The CFPB has issued its eighth annual Fair Debt Collection Practices Act report covering the CFPB’s and FTC’s activities in 2018.

While the new report incorporates information from the FTC’s annual letter to the CFPB describing its FDCPA activities during the year covered by the report, the report continues the practice begun with last year’s report (issued under former Acting Director Mulvaney’s leadership) of not including the text of the FTC’s letter as an appendix.  (Annual FDCPA reports issued under former Director Cordray’s leadership included the FTC’s letter as an appendix.)  In addition, like last year but unlike prior years, the FTC did not issue a press release about its annual letter concurrently with the issuance of the letter.  Instead, the FTC’s letter on its 2018 FDCPA activities (which is dated February 19, 2019) is linked to a later press release issued by the FTC about the CFPB’s report.

With regard to the CFPB’s debt collection rulemaking, Director Kraninger states in her opening message that “[t]he Bureau will issue a Notice of Proposed Rulemaking related to debt collection in spring 2019.  The Notice of Proposed Rulemaking will address such issues as communication practices and consumer disclosures.”  We continue to expect the CFPB’s NPRM to only cover third-party debt collectors and not cover first-party collections.
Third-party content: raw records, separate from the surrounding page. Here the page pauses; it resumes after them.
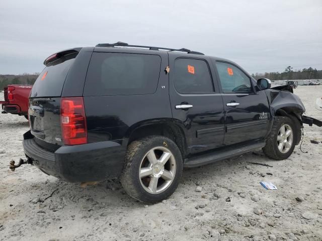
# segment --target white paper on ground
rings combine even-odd
[[[260,182],[262,186],[265,187],[267,189],[270,190],[277,190],[276,186],[274,185],[271,182]]]

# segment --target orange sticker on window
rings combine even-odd
[[[46,75],[47,75],[47,72],[48,72],[48,71],[46,71],[46,72],[45,72],[45,73],[44,74],[44,75],[42,76],[42,77],[41,77],[41,80],[44,80],[44,79],[45,78],[46,78]]]
[[[232,69],[231,68],[227,68],[227,72],[229,75],[233,75],[233,72],[232,72]]]
[[[195,67],[192,65],[188,65],[188,72],[189,73],[195,74]]]

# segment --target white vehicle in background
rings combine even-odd
[[[322,110],[322,97],[317,98],[315,101],[315,108]]]

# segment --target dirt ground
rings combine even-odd
[[[322,86],[294,92],[306,115],[322,119],[314,108]],[[28,127],[23,116],[0,114],[2,240],[322,240],[322,128],[305,125],[302,149],[307,153],[298,145],[285,160],[259,150],[185,169],[172,196],[146,205],[113,183],[81,188],[29,165],[11,172],[9,162],[24,157]],[[278,190],[266,190],[262,181]]]

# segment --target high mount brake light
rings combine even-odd
[[[57,56],[58,56],[58,54],[53,54],[52,55],[50,55],[47,59],[46,59],[46,60],[45,60],[45,62],[48,63],[52,59],[54,59],[55,58],[56,58]]]
[[[15,90],[15,88],[14,87],[8,87],[8,100],[13,100],[14,99],[14,94],[13,94],[11,91]]]
[[[65,145],[87,143],[86,116],[83,97],[61,98],[60,122]]]

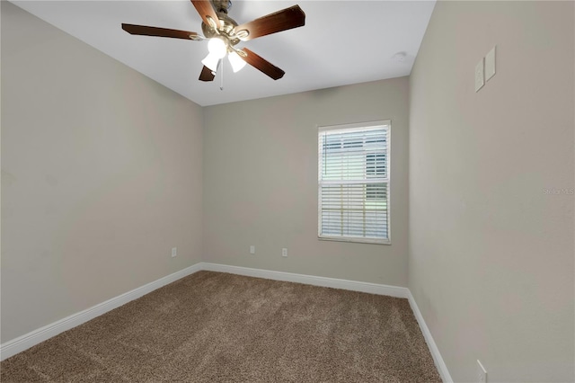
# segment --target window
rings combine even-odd
[[[319,127],[319,237],[389,244],[390,121]]]

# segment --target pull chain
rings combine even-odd
[[[222,70],[222,76],[220,76],[221,82],[219,85],[219,90],[223,91],[224,90],[224,60],[221,59],[220,63],[221,63],[220,69]]]

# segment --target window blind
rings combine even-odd
[[[320,237],[389,242],[389,124],[318,134]]]

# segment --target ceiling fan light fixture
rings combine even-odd
[[[245,61],[243,61],[242,58],[240,58],[240,55],[235,52],[230,52],[230,54],[227,55],[227,58],[230,60],[234,73],[239,72],[243,67],[245,67]]]
[[[208,50],[210,55],[219,58],[223,58],[227,53],[227,45],[222,39],[218,39],[217,37],[213,39],[209,39],[208,42]]]
[[[215,56],[213,53],[209,53],[208,56],[206,56],[206,58],[201,60],[201,63],[208,67],[212,72],[217,72],[219,60],[220,58]]]

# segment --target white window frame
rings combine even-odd
[[[354,242],[354,243],[361,243],[361,244],[377,244],[377,245],[391,245],[391,134],[392,134],[392,122],[391,120],[380,120],[376,121],[367,121],[367,122],[358,122],[352,124],[341,124],[341,125],[317,125],[317,137],[318,137],[318,158],[317,158],[317,166],[318,166],[318,174],[317,174],[317,200],[318,200],[318,209],[317,209],[317,237],[319,240],[323,241],[337,241],[337,242]],[[366,237],[357,237],[357,236],[326,236],[322,235],[322,185],[329,184],[330,181],[322,181],[322,162],[320,161],[320,139],[319,134],[323,131],[337,131],[337,130],[346,130],[346,131],[353,131],[353,130],[364,130],[369,128],[385,128],[387,129],[387,139],[386,139],[386,153],[387,153],[387,177],[383,180],[383,182],[387,183],[387,238],[366,238]],[[346,182],[346,181],[339,181],[340,183],[352,183],[353,182]]]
Other information set forth in the report includes the following:

  • According to the report’s section on complaints, the CFPB handled approximately 81,500 debt collection complaints in 2018 (which was 3,000 less than in 2017 and 6,500 less than in 2016).  As in 2017, the most common complaint was about attempts to collect a debt that the consumer claimed was not owed (but with more such complaints involving identity theft than in 2017).  Also as in 2017, the second and third most common complaint issues were, respectively, written notifications about the debt and communication tactics.
  • In the report’s section on the CFPB’s supervision of debt collection activities engaged in by banks and nonbanks subject to CFPB supervision, the CFPB described only one type of FDCPA violation found by its examiners, a violation of the FDCPA requirement for a debt collector, upon receipt of a consumer’s written debt validation request, to cease collection until it obtains verification of the debt.  CFPB examiners found that one or more debt collectors routinely failed to mail verifications before engaging in further collection efforts.  Instead, the collectors forwarded the validation requests to their relevant clients, who mailed responses directly to consumers.  The collectors accepted their clients’ determinations (as reflected by a code entered by the client into a shared record system) that the debt was owed by the relevant consumer for the amount claimed without taking any steps to verify the debt and without mailing the required verification to consumers.  The collectors then continued collection activities in violation of the FDCPA.  (These examination findings appear to be taken from the Bureau’s Summer 2018 Supervisory Highlights.)
  • In 2018, the CFPB brought one new FDCPA action that resulted in the payment of a total of $800,000 civil money penalties.  The report lists five other pre-2018 FDCPA enforcement actions.  One of those actions is the Weltman case where a law firm defeated the lawsuit filed against it by the CFPB that alleged the law firm’s debt collection letters violated the FDCPA and CFPA.  The four other cases remain pending.

In 2018, the FTC brought or resolved seven debt collection cases, obtained more than $58.9 million in judgments, and permanently banned 32 companies or individuals from working in the debt collection industry.  In addition to the FTC’s enforcement actions involving “phantom debt collection,” the report describes three other FTC debt collection cases that were initiated or resolved in 2018.  One of these cases involved a debt collection business that alleged falsely threatened to have people arrested if their debts were not paid.  The two other cases were brought jointly with the New York Attorney General, with one case involving the alleged use of false threats and abusive language by the defendants and the other involving alleged demands by the defendants for more money than consumers allegedly owed.